The frustration that would forge De La Soul Is Dead permeates throughout the landmark album. Honored with the fabled "Five Mics" from The Source upon its release, the album's subject matter, skits and cover art made it clear that De La Soul was focused on tearing down whatever you thought they were. The end result downplays some of the whimsy of the group's debut, but never completely gives in to the toughness and resentment bubbling just beneath the surface. Prince Paul and the group's chemistry was still strong; albeit with a more defensive slant that some critics found surprising.
The New York Times posited whether "De La Soul Is Dead Or Just Too Famous?," but the album revealed a group that was still bursting with ideas and their own unique sense of humor. In the album's infamous skits, the group takes on self-consciously hardcore artists, the popularity of watered down hip-house, and their own early image. On the songs themselves, De La addresses everything demo tape-pushing sycophants, to crack addiction to molestation.
There's an undeniable sunniness to classic tracks like "Keepin' The Faith" and especially the hit single "A Roller Skating Jam Named Saturdays," a song so freewheeling that it feels like it could only come from De La Soul. The album's conceit is that De La Soul is wack and thus, "dead," a phrase uttered in a recurring skit by a school bully (played by Mr. Lawnge of Black Sheep) as he torments some kids for owning a De La tape.
“It’s not the same feeling as 3 Feet, where as soon as you put the needle on the record, you jumped to it," Dave said in that Rolling Stone interview.
"But I think people will have faith in us and say, ‘Let’s listen to it for a little while, let’s see what’s really happening.”
Prince Paul's production ear feels more assured throughout ...Dead, even though the commercial reception to the album (it wasn't the runaway hit that 3 Feet High... had been) frustrated Paul so much that he retreated into a passion project called Gravediggaz that would all but invent horrorcore.
Their first album had garnered De La Soul a host of white, suburban fans, and the group felt they had to make some things plain on De La Soul Is Dead.
“We wanted to show the one side that, yo, it ain’t gotta be a rough beat all the time," Maseo said in 1991. "And let the other side know there is a rough side.”
The smashed flower pot of daisies on the cover has always made it clear: De La Soul isn't trying to stay where you've planted us.
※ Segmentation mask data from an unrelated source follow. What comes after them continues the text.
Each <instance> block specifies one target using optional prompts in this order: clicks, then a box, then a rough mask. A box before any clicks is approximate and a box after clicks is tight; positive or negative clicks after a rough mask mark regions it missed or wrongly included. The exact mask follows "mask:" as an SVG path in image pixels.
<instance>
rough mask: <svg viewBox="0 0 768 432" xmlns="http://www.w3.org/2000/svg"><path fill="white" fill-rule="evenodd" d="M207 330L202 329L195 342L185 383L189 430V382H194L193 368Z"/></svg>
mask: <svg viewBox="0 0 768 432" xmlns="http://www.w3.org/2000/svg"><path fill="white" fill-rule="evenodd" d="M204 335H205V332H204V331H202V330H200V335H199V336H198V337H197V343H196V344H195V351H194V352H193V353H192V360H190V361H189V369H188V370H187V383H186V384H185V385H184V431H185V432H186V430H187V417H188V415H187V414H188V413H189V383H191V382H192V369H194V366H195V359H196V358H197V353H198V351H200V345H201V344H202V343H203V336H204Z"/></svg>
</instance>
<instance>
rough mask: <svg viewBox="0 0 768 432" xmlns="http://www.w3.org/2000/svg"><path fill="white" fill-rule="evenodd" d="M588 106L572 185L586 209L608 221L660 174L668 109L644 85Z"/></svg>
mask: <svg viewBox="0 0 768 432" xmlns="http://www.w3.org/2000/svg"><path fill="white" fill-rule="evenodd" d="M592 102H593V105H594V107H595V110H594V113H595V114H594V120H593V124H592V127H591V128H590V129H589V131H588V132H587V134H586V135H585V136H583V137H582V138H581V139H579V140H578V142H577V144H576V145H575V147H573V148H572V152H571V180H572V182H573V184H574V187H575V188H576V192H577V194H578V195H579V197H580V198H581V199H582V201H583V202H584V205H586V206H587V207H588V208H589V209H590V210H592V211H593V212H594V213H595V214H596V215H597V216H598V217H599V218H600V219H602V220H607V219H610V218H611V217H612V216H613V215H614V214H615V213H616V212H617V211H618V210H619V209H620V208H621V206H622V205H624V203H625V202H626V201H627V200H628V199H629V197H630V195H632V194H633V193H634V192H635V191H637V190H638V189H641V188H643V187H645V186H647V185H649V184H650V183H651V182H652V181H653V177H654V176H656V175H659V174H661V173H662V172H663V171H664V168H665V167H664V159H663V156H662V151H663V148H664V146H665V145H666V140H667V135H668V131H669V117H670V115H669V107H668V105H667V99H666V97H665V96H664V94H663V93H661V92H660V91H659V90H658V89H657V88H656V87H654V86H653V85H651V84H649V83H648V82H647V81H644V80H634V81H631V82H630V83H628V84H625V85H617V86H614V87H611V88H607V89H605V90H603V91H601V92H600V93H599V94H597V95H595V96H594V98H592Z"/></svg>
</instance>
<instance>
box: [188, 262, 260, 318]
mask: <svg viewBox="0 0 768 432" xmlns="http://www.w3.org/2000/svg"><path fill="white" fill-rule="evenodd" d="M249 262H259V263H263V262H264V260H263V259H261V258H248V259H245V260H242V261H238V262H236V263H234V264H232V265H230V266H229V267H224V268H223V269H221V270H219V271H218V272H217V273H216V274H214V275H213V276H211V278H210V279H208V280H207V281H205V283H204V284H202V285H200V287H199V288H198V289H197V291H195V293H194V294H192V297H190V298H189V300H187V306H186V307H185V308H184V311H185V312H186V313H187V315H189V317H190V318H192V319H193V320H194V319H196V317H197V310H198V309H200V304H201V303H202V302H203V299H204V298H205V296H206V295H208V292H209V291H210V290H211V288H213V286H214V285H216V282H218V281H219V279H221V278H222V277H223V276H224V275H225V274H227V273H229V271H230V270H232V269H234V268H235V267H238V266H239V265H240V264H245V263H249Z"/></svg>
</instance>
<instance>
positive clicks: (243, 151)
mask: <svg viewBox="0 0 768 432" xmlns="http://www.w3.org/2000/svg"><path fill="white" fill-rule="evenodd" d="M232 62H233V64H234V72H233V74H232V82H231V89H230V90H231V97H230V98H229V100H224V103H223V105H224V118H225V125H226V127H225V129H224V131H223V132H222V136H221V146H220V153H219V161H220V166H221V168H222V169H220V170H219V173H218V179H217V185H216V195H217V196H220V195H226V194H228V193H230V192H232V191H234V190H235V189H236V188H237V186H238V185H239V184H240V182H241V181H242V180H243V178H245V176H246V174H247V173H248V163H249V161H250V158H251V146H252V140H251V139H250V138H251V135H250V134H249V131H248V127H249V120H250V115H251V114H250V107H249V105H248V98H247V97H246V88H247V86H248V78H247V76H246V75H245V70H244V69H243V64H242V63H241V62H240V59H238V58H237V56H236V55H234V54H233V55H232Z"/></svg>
Their sophomore album was them committing a mock execution on their own image and also on the way they felt they'd been handled by their label, Tommy Boy. That bold act helped free them creatively, and it set the stage for the remainder of their decades-long career.
"With the success of 3 Feet High And Rising, we were worked a lot,” Maseo recalls of their management duo – Def Jam founder Russell Simmons and Lyor Cohen, who is now YouTube’s global head of music. “There wasn’t really room to go back into the studio and make more music. And what was going on with Daisy Age, what we’d intended to be a movement felt more like a trend, a misinterpreted trend. Trends come and go – we wanted to kill that trend before it killed us.”